With wind speeds reaching 100mph our oceans spat out the rubbish that we have been feeding it over past decades. Items such as a 1986 Mexico World Cup cigarette lighter and tins of beans from the soviet era found their way onto Cornish beaches. Recently David Attenborough’s BBC programme Blue Planet II also acted as a reminder of the damage we are doing to our planet, estimating that by 2050 the weight of plastic in our oceans will exceed the weight of fish!
So with the issue of waste literally on our shores now our Government has made the reduction of waste a key issue in their 25 year environment plan. By adopting the plan the Government have set out 10 key goals:
- Clean air.
- Clean and plentiful water.
- Thriving plants and wildlife.
- A reduced risk of harm from environmental hazards such as flooding and drought.
- Using resources from nature more sustainably and efficiently.
- Enhanced beauty, heritage and engagement with the natural environment.

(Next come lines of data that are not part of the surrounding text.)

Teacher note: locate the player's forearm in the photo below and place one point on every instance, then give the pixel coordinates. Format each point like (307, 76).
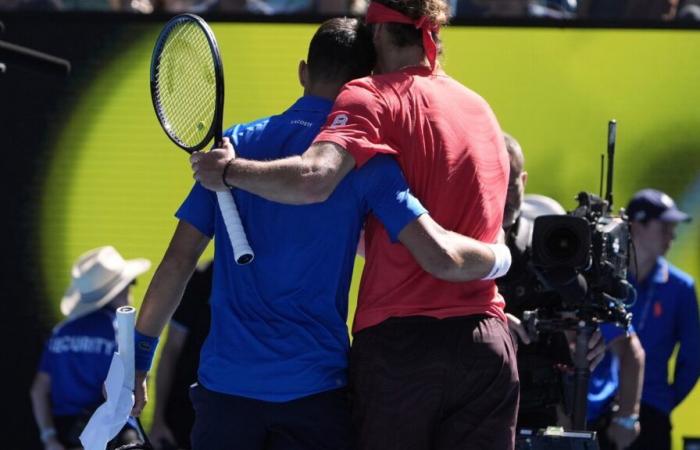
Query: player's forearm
(164, 380)
(308, 178)
(631, 376)
(169, 282)
(444, 254)
(289, 180)
(164, 295)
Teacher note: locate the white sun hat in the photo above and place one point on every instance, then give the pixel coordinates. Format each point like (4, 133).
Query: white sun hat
(97, 277)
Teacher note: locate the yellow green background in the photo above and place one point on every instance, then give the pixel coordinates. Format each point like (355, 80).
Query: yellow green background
(115, 178)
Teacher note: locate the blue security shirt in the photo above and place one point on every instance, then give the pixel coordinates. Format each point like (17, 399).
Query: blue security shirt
(666, 314)
(278, 328)
(605, 378)
(77, 359)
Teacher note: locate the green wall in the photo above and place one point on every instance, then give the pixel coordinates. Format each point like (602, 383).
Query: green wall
(115, 177)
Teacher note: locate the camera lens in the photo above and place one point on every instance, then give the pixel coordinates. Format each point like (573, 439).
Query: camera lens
(562, 244)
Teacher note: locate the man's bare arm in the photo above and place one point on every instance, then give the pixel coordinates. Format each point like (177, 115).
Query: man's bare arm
(165, 292)
(313, 176)
(631, 354)
(168, 284)
(307, 178)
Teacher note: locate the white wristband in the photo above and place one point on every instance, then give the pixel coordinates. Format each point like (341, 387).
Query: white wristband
(502, 262)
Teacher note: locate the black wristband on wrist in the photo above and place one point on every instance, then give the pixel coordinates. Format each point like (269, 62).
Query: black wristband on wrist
(223, 174)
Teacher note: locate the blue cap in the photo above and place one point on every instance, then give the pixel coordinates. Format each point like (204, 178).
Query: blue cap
(649, 204)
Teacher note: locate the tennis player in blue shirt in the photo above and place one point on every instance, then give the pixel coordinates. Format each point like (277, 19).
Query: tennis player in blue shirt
(664, 315)
(273, 368)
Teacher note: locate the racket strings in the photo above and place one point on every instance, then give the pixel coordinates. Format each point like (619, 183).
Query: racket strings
(186, 84)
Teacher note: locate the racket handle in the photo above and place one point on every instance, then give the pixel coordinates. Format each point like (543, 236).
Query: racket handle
(242, 252)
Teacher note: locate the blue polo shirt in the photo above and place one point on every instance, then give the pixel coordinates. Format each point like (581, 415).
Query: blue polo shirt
(278, 329)
(666, 314)
(77, 359)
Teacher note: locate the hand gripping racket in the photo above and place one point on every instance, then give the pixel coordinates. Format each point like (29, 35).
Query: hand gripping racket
(187, 90)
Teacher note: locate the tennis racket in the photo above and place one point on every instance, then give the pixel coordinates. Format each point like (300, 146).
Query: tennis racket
(187, 90)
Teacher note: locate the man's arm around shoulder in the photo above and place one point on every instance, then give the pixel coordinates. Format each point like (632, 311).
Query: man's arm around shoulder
(302, 179)
(451, 256)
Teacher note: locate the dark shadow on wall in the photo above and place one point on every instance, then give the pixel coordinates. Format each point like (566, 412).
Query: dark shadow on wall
(33, 108)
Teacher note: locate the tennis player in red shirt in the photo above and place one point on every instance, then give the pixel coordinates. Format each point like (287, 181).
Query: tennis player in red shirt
(432, 364)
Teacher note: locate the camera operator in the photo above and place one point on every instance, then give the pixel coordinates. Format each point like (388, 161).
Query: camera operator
(540, 363)
(665, 314)
(615, 389)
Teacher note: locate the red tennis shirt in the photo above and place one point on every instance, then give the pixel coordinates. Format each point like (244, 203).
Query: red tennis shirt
(451, 149)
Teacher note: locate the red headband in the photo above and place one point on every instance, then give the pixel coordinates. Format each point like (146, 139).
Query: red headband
(378, 13)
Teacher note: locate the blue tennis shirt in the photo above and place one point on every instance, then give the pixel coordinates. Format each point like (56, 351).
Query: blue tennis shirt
(278, 328)
(666, 314)
(77, 358)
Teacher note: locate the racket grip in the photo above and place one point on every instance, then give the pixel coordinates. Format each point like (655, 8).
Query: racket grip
(242, 252)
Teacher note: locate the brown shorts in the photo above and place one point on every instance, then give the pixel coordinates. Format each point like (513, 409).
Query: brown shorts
(420, 383)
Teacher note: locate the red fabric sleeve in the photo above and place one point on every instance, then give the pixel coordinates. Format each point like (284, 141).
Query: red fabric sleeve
(355, 122)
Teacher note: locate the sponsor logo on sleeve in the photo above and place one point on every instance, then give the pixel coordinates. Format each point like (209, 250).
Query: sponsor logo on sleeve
(339, 121)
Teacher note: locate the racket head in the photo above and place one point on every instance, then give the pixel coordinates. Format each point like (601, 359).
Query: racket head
(187, 82)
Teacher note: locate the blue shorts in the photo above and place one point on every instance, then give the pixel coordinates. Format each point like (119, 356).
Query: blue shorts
(317, 422)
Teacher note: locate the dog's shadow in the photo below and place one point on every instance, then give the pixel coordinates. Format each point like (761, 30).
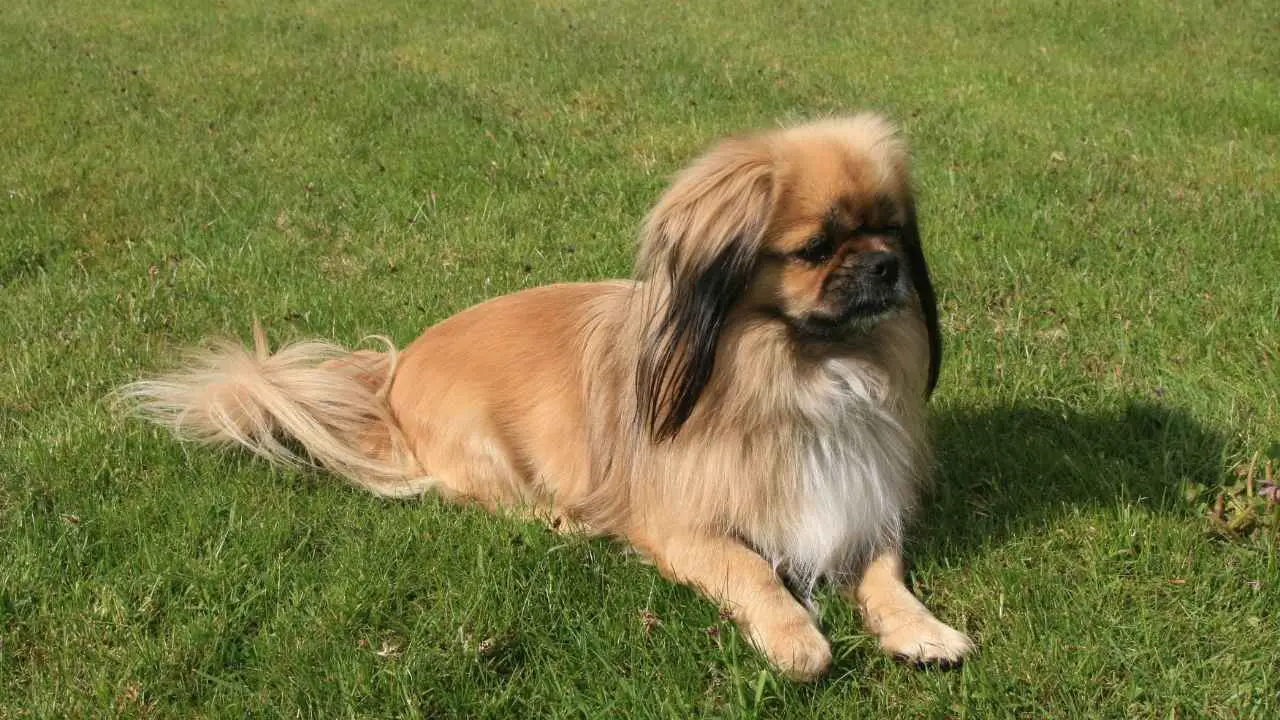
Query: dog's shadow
(1013, 469)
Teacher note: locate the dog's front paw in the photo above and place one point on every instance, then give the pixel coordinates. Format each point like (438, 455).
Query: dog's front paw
(927, 641)
(796, 648)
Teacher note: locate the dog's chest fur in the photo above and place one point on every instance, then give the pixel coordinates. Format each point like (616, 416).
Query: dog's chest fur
(854, 478)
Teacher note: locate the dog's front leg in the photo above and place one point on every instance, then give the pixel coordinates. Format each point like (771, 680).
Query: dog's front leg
(745, 584)
(904, 625)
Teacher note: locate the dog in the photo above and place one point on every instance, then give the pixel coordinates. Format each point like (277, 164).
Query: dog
(748, 413)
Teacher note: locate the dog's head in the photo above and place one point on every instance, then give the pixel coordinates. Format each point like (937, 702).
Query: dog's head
(812, 226)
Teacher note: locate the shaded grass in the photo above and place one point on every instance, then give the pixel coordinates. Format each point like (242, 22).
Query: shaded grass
(1098, 188)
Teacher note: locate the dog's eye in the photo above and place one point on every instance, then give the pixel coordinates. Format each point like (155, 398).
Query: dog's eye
(819, 249)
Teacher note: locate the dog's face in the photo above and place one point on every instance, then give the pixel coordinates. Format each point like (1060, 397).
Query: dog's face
(832, 260)
(812, 226)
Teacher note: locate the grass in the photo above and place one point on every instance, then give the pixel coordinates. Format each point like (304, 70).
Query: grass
(1100, 188)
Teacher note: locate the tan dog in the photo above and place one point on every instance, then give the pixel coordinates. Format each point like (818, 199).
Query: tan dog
(749, 413)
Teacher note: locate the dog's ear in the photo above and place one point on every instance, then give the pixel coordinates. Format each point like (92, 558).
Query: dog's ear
(696, 255)
(924, 291)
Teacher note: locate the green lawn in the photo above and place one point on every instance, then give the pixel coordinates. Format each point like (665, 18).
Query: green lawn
(1100, 191)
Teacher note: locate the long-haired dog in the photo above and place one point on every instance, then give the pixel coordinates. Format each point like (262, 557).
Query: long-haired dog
(748, 413)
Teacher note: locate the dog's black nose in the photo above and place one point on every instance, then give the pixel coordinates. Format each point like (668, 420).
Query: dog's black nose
(881, 267)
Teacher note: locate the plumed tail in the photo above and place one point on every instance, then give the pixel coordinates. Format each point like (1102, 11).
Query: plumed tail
(320, 396)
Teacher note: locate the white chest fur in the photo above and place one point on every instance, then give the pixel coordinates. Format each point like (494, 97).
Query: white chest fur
(854, 481)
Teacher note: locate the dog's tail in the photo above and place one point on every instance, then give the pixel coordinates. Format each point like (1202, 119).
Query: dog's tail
(315, 395)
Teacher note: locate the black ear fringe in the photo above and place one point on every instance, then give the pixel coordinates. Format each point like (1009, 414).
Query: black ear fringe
(679, 358)
(924, 291)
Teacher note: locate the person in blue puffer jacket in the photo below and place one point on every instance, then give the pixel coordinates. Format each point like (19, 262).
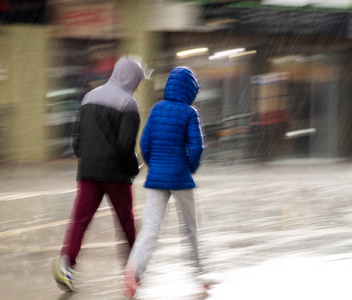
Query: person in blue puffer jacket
(172, 147)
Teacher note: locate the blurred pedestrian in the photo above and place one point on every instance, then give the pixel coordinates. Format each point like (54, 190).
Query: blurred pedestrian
(104, 143)
(171, 146)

- Mitigating and adapting to climate change.
- Minimising waste.
- Managing exposure to chemicals.
- Enhancing biosecurity.
Within the plan the Government has stated it aims to implement a tax on takeaway containers, have plastic free aisles in Supermarkets, extend the 5p charge on plastic bags to smaller shops and implement a ban on all avoidable plastic waste in the UK by 2042. The current 5p charge on plastic bags started on 5th October 2015 and can be seen as a success with a reduction of over 80% of production on plastic bags in the UK. However large retailers in England sold 2.1 billion plastic bags from 7th April 2016 to 6th April 2017. And by 2015 6.3 billion tonnes of plastic waste had been generated globally with only 9% recycled and 80% going to landfill.

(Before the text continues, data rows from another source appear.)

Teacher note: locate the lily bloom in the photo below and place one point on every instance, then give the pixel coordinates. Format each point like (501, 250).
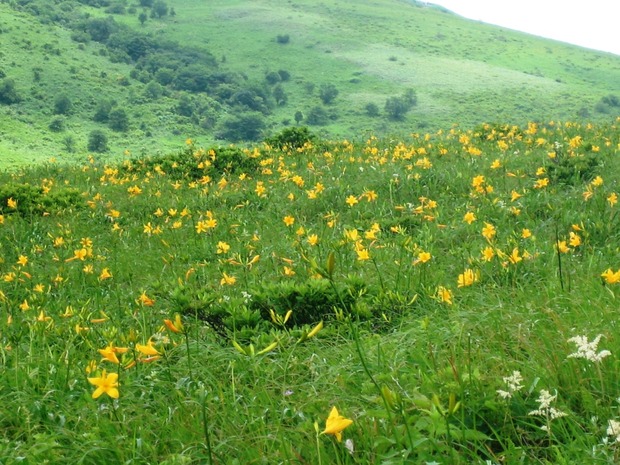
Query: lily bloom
(106, 384)
(335, 424)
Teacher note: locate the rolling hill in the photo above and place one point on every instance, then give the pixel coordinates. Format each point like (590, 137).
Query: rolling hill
(226, 71)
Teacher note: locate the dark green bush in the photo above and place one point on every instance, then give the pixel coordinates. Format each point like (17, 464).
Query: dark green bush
(291, 138)
(311, 301)
(29, 200)
(573, 170)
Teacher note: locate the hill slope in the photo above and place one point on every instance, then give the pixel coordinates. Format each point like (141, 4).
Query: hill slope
(271, 62)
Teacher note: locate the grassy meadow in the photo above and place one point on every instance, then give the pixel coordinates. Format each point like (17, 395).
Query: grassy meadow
(451, 294)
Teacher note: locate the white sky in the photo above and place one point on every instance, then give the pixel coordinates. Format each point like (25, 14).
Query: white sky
(589, 23)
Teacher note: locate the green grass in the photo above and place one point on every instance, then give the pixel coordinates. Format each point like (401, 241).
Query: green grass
(462, 71)
(98, 255)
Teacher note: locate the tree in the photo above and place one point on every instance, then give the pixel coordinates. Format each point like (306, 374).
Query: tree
(153, 90)
(97, 141)
(396, 107)
(118, 120)
(57, 124)
(273, 77)
(372, 110)
(160, 9)
(243, 126)
(102, 112)
(62, 105)
(317, 116)
(279, 95)
(328, 93)
(8, 92)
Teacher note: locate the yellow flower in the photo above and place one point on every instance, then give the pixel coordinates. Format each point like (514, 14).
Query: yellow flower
(313, 239)
(79, 254)
(371, 195)
(145, 300)
(488, 231)
(106, 384)
(336, 423)
(351, 200)
(176, 326)
(610, 277)
(467, 278)
(514, 257)
(540, 183)
(598, 181)
(423, 257)
(469, 218)
(444, 295)
(222, 247)
(147, 349)
(105, 274)
(227, 280)
(487, 254)
(109, 354)
(362, 254)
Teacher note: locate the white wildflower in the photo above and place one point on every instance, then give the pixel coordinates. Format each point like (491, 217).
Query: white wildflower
(614, 429)
(513, 384)
(544, 406)
(587, 349)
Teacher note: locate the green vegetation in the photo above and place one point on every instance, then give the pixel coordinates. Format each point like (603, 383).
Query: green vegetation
(447, 297)
(173, 73)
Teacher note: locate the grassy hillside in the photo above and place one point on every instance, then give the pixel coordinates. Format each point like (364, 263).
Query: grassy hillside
(461, 71)
(454, 296)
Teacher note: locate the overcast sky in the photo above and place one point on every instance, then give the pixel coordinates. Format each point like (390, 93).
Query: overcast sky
(588, 23)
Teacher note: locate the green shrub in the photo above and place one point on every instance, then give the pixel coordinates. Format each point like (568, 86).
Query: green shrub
(25, 199)
(311, 301)
(291, 138)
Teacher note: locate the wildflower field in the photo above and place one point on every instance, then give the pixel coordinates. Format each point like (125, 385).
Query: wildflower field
(445, 298)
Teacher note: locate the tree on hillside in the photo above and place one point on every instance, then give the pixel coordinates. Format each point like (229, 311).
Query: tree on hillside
(8, 92)
(102, 112)
(160, 9)
(244, 126)
(142, 17)
(397, 107)
(317, 116)
(118, 120)
(327, 93)
(97, 141)
(62, 105)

So clearly there is an issue of plastic waste in the UK, but the real issue is globally. We can only truly effect our waste domestically and set examples for the world that will hopefully follow suite. The banning of microbeads in rinse-off cosmetics and cleaning products in England that took effect on 9th January 2018, to be followed by a sales ban on 1st July 2018, is hopefully an initiative that other countries will rally behind.
Louise Edge, senior oceans campaigner at Greenpeace UK, said that while initiatives like these were good, “more radical and comprehensive policies” were needed to tackle the plastic waste crisis;
“We need to see supermarkets making firm commitments to move away from using disposable plastic packaging altogether, starting with going plastic free in their own brands.”

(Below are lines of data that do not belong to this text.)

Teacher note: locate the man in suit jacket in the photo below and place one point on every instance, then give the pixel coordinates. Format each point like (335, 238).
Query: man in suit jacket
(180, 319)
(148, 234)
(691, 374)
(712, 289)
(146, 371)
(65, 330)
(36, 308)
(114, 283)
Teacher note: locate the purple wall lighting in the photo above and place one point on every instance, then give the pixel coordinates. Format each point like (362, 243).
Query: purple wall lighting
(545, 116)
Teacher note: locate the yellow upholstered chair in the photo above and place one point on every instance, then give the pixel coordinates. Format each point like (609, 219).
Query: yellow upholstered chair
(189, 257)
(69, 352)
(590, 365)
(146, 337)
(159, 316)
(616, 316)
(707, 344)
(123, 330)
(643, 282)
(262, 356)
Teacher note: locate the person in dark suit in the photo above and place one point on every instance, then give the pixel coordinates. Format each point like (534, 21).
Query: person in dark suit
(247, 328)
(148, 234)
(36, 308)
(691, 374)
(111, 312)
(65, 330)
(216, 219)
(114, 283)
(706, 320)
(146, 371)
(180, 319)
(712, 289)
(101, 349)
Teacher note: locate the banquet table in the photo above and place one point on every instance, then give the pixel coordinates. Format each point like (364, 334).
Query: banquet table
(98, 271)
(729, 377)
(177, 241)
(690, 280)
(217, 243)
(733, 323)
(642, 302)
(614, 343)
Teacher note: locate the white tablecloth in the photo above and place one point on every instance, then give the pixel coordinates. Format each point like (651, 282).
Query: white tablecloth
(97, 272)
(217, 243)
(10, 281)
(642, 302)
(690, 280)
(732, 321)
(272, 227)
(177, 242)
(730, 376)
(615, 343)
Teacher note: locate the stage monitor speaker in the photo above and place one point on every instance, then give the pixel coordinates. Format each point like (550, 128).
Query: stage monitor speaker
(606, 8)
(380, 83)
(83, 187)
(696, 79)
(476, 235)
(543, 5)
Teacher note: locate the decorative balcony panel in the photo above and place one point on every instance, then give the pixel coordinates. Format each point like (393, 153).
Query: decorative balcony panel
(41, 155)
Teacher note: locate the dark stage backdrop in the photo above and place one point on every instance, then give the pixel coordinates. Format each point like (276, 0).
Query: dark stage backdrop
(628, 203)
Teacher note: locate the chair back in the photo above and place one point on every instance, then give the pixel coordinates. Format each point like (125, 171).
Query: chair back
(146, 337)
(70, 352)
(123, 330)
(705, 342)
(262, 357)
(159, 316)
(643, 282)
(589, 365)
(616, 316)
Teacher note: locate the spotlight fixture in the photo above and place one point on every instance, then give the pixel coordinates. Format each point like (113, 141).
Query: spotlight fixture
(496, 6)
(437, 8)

Closer to home the government is also considering issuing fines to households whose rubbish ends up being dumped illegally by unauthorised disposal companies. This would give councils the power to directly fine individuals caught using unlicensed waste carriers, which will hopefully encourage homeowners to check that their waste is being disposed of legally when not using the relevant local authority. The aim is to stop or at a minimum deter fly-tippers and illegal waste sites, which have been a great cost to local councils and tax payers. In 2016-2017 councils in England dealt with more than 1 million incidents of fly tipping, costing tax payers £58 million, and more than 850 illegal dumping grounds were uncovered by the Environment Agency in 2017.
So when you are next clearing out your garden or renovating rooms in your home do your research online and make sure that you are dealing with companies with a waste carrier’s licence and not the guy you met at the pub with a skip lorry. Although these changes are not yet law consider how your waste is changing the landscape you live in and that future generations will inherit. Ensure that you use council run household waste recycling centres and skip hire services from local authorised and licenced companies. That way you know that your waste is being recycled or disposed of in the correct environmentally friendly manner.
The fight to save our planet starts at home and doing the small things like using our recycling bins and taking our litter home with us when we are at the beach may just seem like a drop in the ocean. But with big players like Supermarket chain Iceland committing to eliminate or drastically reduce plastic packaging of all its own-label products by the end of 2023, we can hopefully start to make some waves.